Few stories in the history of commerce can compare to that of Kennecott: In the summer of 1900, two prospectors exploring deep in the wilderness see magnificent green cliffs perched high on a mountainside. Climbing closer, they stumble upon the richest copper vein ever found.
It doesn't take long for two of America's wealthiest families, the Morgans and Guggenheims, to sniff out the wealth potential. They buy the rights and build 196 miles of private railroad to get the copper out.
When the mine opens in 1911, they employ 600 miners and build a wilderness city, complete with a hospital, general store, schoolhouse, baseball field, skating rink, tennis court, recreation hall, and dairy.
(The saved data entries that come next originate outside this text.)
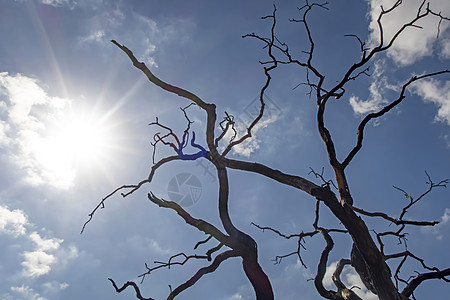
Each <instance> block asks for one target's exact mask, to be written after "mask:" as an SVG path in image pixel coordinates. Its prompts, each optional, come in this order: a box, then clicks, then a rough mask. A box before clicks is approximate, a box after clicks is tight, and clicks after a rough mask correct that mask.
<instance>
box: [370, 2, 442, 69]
mask: <svg viewBox="0 0 450 300" xmlns="http://www.w3.org/2000/svg"><path fill="white" fill-rule="evenodd" d="M368 2H369V12H368V18H369V20H370V25H369V29H370V31H371V35H370V44H371V45H372V46H373V45H376V44H378V42H379V30H378V25H377V23H376V20H377V18H378V15H379V13H380V11H381V10H380V5H383V7H384V8H385V9H387V8H389V7H391V6H392V5H393V3H395V2H396V0H382V1H380V0H368ZM430 2H431V6H430V8H431V9H433V10H434V11H436V12H442V14H443V15H446V16H448V15H450V5H448V0H434V1H430ZM421 3H422V0H408V1H403V3H402V4H401V5H400V7H398V8H397V9H395V10H394V11H393V12H391V13H389V14H387V15H385V16H384V17H383V19H382V24H383V31H384V42H385V43H384V44H385V45H386V44H387V43H388V42H389V40H390V39H391V38H392V37H393V35H394V34H395V32H397V31H398V30H399V29H400V28H401V26H402V25H403V24H405V23H408V22H410V21H411V20H412V19H413V18H414V17H415V16H416V14H417V9H418V7H419V6H420V4H421ZM425 6H426V4H425ZM438 22H439V19H438V18H435V17H429V18H425V19H422V20H421V21H420V22H419V23H417V25H419V26H422V29H419V28H415V27H409V28H407V29H406V30H405V31H404V32H403V34H402V35H401V36H400V37H399V38H398V40H397V41H396V43H395V44H394V45H393V47H392V48H391V49H390V50H389V51H388V56H389V57H391V58H392V59H393V60H394V61H395V62H396V63H398V64H400V65H410V64H412V63H414V62H416V61H417V60H419V59H421V58H423V57H425V56H429V55H431V54H432V52H433V51H434V47H438V46H439V45H438V43H437V42H436V41H437V40H436V35H437V30H438ZM449 28H450V26H449V24H448V22H442V24H441V27H440V31H441V38H442V39H444V40H446V41H447V40H448V36H447V35H446V34H445V32H446V31H447V30H448V29H449ZM446 43H447V42H444V44H446Z"/></svg>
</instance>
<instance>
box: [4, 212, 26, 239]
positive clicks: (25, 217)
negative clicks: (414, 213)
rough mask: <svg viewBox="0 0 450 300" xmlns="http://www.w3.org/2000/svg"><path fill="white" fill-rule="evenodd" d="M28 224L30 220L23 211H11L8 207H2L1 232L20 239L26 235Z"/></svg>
mask: <svg viewBox="0 0 450 300" xmlns="http://www.w3.org/2000/svg"><path fill="white" fill-rule="evenodd" d="M27 224H28V219H27V216H26V215H25V213H24V212H23V211H21V210H19V209H15V210H9V209H8V207H7V206H0V232H4V233H6V234H11V235H13V236H15V237H18V236H20V235H24V234H25V232H26V229H25V225H27Z"/></svg>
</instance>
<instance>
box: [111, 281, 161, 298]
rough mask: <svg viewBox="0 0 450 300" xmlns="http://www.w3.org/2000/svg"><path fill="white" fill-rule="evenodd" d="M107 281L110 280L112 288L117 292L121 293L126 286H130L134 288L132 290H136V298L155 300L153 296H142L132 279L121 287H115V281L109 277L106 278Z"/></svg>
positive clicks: (126, 286)
mask: <svg viewBox="0 0 450 300" xmlns="http://www.w3.org/2000/svg"><path fill="white" fill-rule="evenodd" d="M108 280H109V281H111V283H112V285H113V286H114V289H115V290H116V292H117V293H121V292H123V291H124V290H125V289H126V288H127V287H129V286H131V287H133V288H134V291H135V292H136V298H138V299H140V300H155V299H153V298H144V296H142V294H141V291H140V289H139V287H138V286H137V284H136V283H135V282H133V281H127V282H126V283H125V284H124V285H123V286H122V287H120V288H119V287H117V285H116V283H115V282H114V280H112V279H111V278H108Z"/></svg>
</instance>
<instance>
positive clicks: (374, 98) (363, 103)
mask: <svg viewBox="0 0 450 300" xmlns="http://www.w3.org/2000/svg"><path fill="white" fill-rule="evenodd" d="M385 67H386V62H385V61H384V60H377V61H375V63H374V72H373V74H372V76H371V78H372V82H371V84H370V86H369V96H368V98H367V100H362V99H360V98H359V97H358V96H355V95H353V96H351V97H350V99H349V102H350V105H351V107H352V108H353V112H354V113H355V114H356V115H365V114H367V113H370V112H375V111H378V110H380V109H381V108H382V107H383V106H384V105H386V104H387V103H388V102H389V101H388V100H387V99H386V98H385V93H386V92H387V91H395V90H397V89H398V87H397V86H395V85H394V84H392V83H389V81H388V79H387V77H386V76H384V70H385Z"/></svg>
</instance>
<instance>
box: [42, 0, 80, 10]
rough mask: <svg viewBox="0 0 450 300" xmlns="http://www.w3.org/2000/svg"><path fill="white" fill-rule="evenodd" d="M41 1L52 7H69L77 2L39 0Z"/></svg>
mask: <svg viewBox="0 0 450 300" xmlns="http://www.w3.org/2000/svg"><path fill="white" fill-rule="evenodd" d="M41 3H42V4H45V5H51V6H54V7H61V6H67V7H69V8H74V7H75V5H76V4H77V2H76V1H74V0H41Z"/></svg>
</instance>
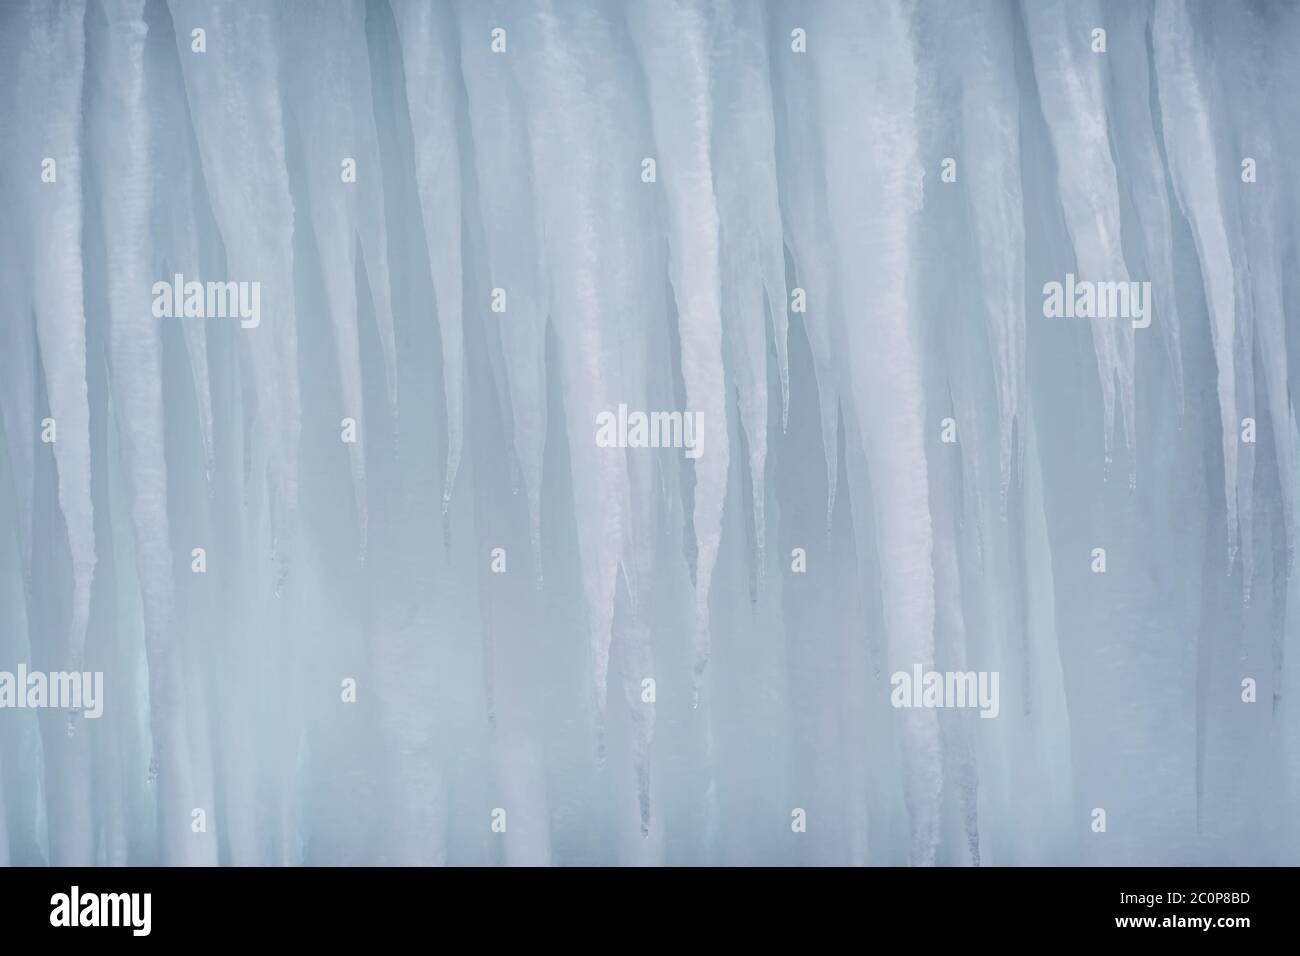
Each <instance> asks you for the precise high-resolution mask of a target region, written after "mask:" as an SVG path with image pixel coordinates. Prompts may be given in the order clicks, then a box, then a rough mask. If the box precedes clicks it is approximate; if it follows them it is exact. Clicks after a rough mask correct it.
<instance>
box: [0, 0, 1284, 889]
mask: <svg viewBox="0 0 1300 956" xmlns="http://www.w3.org/2000/svg"><path fill="white" fill-rule="evenodd" d="M1297 51H1300V7H1296V5H1294V4H1275V3H1264V1H1262V0H1258V1H1256V0H1249V1H1244V3H1239V4H1214V3H1209V0H1204V1H1200V0H1199V1H1195V3H1187V1H1183V0H1143V1H1140V3H1130V1H1127V0H1088V1H1087V3H1056V1H1052V0H1023V1H1022V3H1010V1H1004V0H991V1H989V3H984V4H963V3H956V1H954V3H948V1H945V0H920V1H919V3H902V1H893V0H870V1H865V3H859V1H854V0H809V1H807V3H803V1H788V0H781V1H780V3H777V1H776V0H772V1H771V3H761V1H758V0H725V1H707V3H706V1H705V0H662V1H658V0H656V1H654V3H651V1H649V0H646V1H636V3H623V1H621V0H537V1H536V3H515V1H510V3H507V1H506V0H482V1H480V0H348V1H347V3H325V1H324V0H318V1H317V0H294V1H292V3H282V4H247V3H237V1H234V0H112V1H110V3H109V1H107V0H105V1H104V3H92V4H86V3H77V1H74V0H53V1H38V0H8V1H6V3H0V429H3V433H4V438H3V441H0V862H16V864H42V862H48V864H114V865H120V864H151V862H162V864H199V865H203V864H217V862H222V864H226V862H230V864H299V862H311V864H342V862H348V864H523V865H546V864H809V865H818V864H915V865H935V864H937V865H980V864H995V865H1015V864H1079V862H1087V864H1130V862H1134V864H1136V862H1143V864H1204V862H1230V864H1295V862H1297V861H1300V826H1297V823H1296V819H1300V813H1297V812H1300V769H1297V767H1300V761H1297V757H1300V722H1297V721H1296V714H1295V706H1296V692H1297V689H1300V688H1297V682H1300V663H1297V656H1296V653H1295V649H1296V648H1295V641H1296V633H1297V624H1296V620H1297V613H1296V609H1295V607H1294V604H1295V598H1296V597H1297V594H1294V593H1292V589H1294V576H1292V566H1294V555H1295V493H1296V424H1295V408H1294V406H1292V399H1291V388H1290V381H1291V380H1292V377H1294V376H1295V375H1296V373H1297V360H1300V359H1297V356H1300V320H1295V317H1294V316H1295V315H1296V311H1297V308H1300V272H1297V271H1296V268H1295V264H1296V261H1297V250H1300V226H1297V224H1300V191H1297V187H1296V185H1295V181H1294V177H1292V176H1291V174H1290V172H1288V168H1287V163H1288V157H1290V156H1291V155H1294V153H1295V150H1296V148H1297V147H1300V134H1297V131H1296V125H1295V116H1296V114H1297V111H1300V52H1297ZM36 671H39V672H42V674H70V672H73V671H77V672H85V674H86V675H96V674H98V675H101V676H103V698H101V701H99V704H101V705H103V708H101V709H103V713H101V714H96V713H95V710H96V709H98V705H94V706H92V704H91V702H90V701H86V700H82V701H79V702H78V704H77V705H75V706H60V701H59V700H48V695H45V697H47V700H38V698H36V697H34V696H32V695H31V692H30V689H31V688H30V685H29V684H27V683H22V684H18V683H17V675H18V674H19V672H22V674H23V675H26V674H30V672H36ZM87 679H90V678H87ZM967 679H969V680H970V683H969V687H970V688H971V696H966V693H965V689H962V688H966V687H967V683H966V680H967ZM914 684H915V685H914ZM959 689H961V696H958V691H959ZM69 704H70V701H69ZM52 705H55V706H52Z"/></svg>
The mine buzzes with activity for 37 years until the Depression hits and the price of copper crashes.
One November day in 1938, the last trainload of miners chugs away for good, leaving the Kennicott Mine standing quietly in the wilderness.
Over the next half-century, more and more visitors find their way to the ghost town where buildings still stand, complete with the miners' work papers and tools. But it wasn't until 1998 that the National Park Service purchased the property and made it officially open for visitors.